Spain’s prime property market has emerged as Europe’s standout performer in 2026, driven by global demand, scarce supply and continued price growth. Spanish property prices are expected to rise by 9.3% in 2026, more than double the European average of 4.3%.

According to the latest European Investor Intentions Survey by CBRE, Spain is now the most attractive country in Europe for real estate capital, overtaking long-established markets such as Germany, France and the United Kingdom.

Home sales in the first half of 2025 reached 379,484, the highest H1 figure since before the financial crisis and 32.6% above the decade average. Over 70% of luxury property transactions in Spain involve foreign buyers, with this figure exceeding 80% in the most popular coastal and island areas. In 2025, foreign nationals completed nearly 97,300 property purchases across the country — a new record.

Spain now sits in Europe’s Top 3 for prime revaluation, outperforming nine of twelve key property markets over the past five years.
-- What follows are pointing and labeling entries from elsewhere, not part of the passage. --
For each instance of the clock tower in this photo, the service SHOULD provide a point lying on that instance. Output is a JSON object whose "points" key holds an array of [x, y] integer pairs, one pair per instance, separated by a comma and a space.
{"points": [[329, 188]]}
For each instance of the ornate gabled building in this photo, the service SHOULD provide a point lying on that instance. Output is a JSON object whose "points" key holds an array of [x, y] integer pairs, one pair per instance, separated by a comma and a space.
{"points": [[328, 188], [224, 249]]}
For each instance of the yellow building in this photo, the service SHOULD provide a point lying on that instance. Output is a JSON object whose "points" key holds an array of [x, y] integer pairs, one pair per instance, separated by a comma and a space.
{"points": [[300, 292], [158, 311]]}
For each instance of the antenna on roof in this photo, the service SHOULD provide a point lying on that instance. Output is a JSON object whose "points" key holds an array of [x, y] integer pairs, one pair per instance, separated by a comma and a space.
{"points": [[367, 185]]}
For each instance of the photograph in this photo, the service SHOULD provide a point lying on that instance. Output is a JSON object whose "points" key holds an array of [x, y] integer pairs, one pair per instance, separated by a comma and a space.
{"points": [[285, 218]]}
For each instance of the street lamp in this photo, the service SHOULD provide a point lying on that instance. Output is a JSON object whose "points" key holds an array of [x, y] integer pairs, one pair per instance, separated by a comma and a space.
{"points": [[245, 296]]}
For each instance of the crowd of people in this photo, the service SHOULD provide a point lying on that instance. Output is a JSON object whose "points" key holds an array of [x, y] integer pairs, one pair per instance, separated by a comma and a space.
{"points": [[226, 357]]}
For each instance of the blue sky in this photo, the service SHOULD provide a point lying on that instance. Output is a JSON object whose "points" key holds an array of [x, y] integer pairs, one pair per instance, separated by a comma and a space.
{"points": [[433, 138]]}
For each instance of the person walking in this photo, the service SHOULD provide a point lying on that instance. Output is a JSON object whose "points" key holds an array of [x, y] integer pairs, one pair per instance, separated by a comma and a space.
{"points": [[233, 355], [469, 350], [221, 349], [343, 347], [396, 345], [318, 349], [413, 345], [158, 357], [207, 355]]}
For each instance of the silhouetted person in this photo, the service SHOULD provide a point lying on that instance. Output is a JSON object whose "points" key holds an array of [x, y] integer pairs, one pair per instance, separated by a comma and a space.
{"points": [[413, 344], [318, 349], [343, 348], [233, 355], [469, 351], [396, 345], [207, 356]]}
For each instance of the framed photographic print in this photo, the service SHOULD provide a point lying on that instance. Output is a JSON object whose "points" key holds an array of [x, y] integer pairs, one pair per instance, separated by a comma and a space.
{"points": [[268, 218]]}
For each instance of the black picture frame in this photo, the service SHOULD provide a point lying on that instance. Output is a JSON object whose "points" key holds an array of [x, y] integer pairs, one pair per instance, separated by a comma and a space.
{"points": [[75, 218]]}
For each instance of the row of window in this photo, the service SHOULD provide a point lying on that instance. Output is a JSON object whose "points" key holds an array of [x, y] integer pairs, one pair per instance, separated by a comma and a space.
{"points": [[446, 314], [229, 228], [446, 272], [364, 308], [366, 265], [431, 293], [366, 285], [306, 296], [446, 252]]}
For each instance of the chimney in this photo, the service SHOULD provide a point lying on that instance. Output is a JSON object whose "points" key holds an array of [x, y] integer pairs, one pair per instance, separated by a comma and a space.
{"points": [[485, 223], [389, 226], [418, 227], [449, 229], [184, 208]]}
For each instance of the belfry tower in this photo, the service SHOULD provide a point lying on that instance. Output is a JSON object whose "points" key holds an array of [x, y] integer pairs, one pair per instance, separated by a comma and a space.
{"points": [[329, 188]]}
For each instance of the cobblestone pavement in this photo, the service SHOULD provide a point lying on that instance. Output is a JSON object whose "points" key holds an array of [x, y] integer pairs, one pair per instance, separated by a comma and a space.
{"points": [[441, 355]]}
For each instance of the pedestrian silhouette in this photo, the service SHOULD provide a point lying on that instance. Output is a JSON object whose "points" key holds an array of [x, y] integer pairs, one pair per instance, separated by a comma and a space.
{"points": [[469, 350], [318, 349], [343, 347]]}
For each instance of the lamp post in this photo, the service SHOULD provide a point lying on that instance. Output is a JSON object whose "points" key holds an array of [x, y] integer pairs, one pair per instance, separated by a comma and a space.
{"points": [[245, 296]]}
This comprehensive analysis explores why Spain has become Europe’s luxury real estate powerhouse and what this means for investors in 2026.

Key Takeaways & The 5Ws

  • You can benefit from Spain’s position as Europe’s top real estate investment destination according to CBRE’s 2026 survey
  • You should expect prime property prices to rise 6-10% in 2026, outpacing the European average of 4.3%
  • You can capitalize on foreign buyer dominance, which accounts for over 70% of luxury transactions in coastal areas
  • You need to understand that structural supply shortages of 600,000 homes are driving sustained price growth
  • You benefit from Spain’s €18.4 billion investment volume in 2025, forecast to reach €19-21 billion in 2026
Who is this for?
International investors, ultra-high net worth individuals, and family offices seeking European luxury real estate opportunities.
What is it?
Spain’s luxury real estate market achieving Europe’s highest growth rates and investment volumes, with prime properties commanding premium valuations.
When does it matter most?
Now through 2026, as supply constraints and record foreign demand create optimal conditions for capital appreciation.
Where does it apply?
Costa del Sol, Balearic Islands, Valencia, Madrid, Barcelona, and other prime Spanish coastal and urban markets.
Why consider it?
Spain offers Europe’s strongest price growth, structural supply deficits, and the continent’s most attractive investment fundamentals.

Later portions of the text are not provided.